Robert Roeser, Bennett Pierce Professor of Caring and Compassion and professor of human development and family studies at Penn State, took part in a panel discussion with the Dalai Lama on March 15 at the Main Tibetan Temple in Dharamsala, India.
Roeser and the Dalai Lama participated in a panel discussion titled "Ethics and Compassion in Education Research" as part of the Dharamsala Dialogue, a five-day discussion sponsored by the Mind & Life Institute.
“The goal is to create compassionate communities of learning in which ethics and prosocial behavior are valued and recognized as central to learning, well-being, and the process of becoming fully human,” Roeser said.
Roeser researches contemplative practices, including mindfulness and compassion in education. He also studies schools as central cultural contexts for child and adolescent academic and social-emotional development, and globalization and adolescent development in India.
Roeser also is a leader of the Student Flourishing Initiative, a multi-university project that includes Penn State, which offers a course designed to assist students in attaining holistic well-being, deeper awareness and a strong foundation for success.
The dialogue focused on education in light of the Dalai Lama’s longstanding priority and deep commitment to secular ethics education initiatives, Roeser said.
“The program gave attention to social-emotional education and how compassion, ethics, and attention training can be more fully integrated into existing educational frameworks,” he said. “The structure of the program was designed to encourage interactive and inclusive conversation between the faculty.”
The event, held March 12-16, featured select scientific and practitioner presentations each day, giving more time for genuine discussion between the Dalai Lama, scientists, education researchers and practitioners, Roeser said.
“This format enabled crucial questions about how to expand the existing Social Emotional Learning framework to incorporate compassion and secular ethics more fully,” Roeser said.
Also presenting with Roeser and the Dalai Lama were Matthieu Ricard, Buddhist monk at Schechen Monastery in Kathmandu, Nepal; and Sona Dimidjian, an associate professor in the Department of Psychology and Neuroscience at the University of Colorado Boulder.
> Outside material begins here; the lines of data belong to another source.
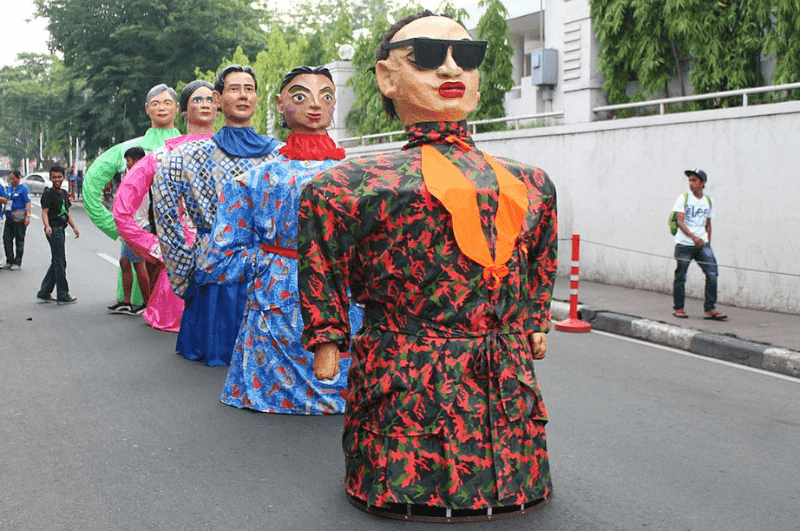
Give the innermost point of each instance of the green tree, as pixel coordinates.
(366, 116)
(784, 42)
(122, 49)
(38, 102)
(496, 70)
(720, 43)
(724, 39)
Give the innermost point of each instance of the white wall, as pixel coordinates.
(617, 181)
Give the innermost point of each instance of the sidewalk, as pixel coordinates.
(765, 340)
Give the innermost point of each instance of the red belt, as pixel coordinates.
(288, 252)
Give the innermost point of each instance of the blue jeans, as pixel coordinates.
(14, 233)
(704, 256)
(56, 276)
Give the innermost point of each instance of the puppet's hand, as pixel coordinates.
(539, 345)
(326, 361)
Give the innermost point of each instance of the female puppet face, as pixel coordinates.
(307, 103)
(200, 109)
(447, 92)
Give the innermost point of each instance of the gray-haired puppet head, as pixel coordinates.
(158, 89)
(190, 89)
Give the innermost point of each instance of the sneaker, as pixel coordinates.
(120, 307)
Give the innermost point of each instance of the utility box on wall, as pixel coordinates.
(544, 66)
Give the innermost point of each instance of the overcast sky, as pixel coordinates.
(20, 32)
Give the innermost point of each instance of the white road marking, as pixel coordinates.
(697, 356)
(111, 260)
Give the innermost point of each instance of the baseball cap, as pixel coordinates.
(699, 173)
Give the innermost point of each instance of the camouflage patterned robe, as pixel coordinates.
(443, 407)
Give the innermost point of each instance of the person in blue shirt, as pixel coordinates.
(18, 216)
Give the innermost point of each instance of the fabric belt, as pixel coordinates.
(288, 252)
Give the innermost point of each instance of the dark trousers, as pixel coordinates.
(704, 256)
(56, 276)
(13, 233)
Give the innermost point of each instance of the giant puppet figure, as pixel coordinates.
(192, 177)
(255, 237)
(132, 202)
(453, 254)
(161, 105)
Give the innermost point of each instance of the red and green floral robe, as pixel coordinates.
(443, 405)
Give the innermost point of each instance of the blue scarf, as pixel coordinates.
(244, 142)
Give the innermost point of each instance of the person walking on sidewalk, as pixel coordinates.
(18, 216)
(694, 211)
(55, 215)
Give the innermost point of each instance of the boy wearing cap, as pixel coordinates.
(693, 242)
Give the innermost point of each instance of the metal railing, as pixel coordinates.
(662, 103)
(516, 120)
Since its founding 30 years ago, the Mind & Life Institute has been the driving force in creating and growing the contemplative sciences. Beginning as a series of dialogues between the Dalai Lama and leading Western scientists and scholars, Mind & Life has since expanded to become the leading convener, catalyst, and community builder in supporting contemplative research and bridging practice and real-world applications.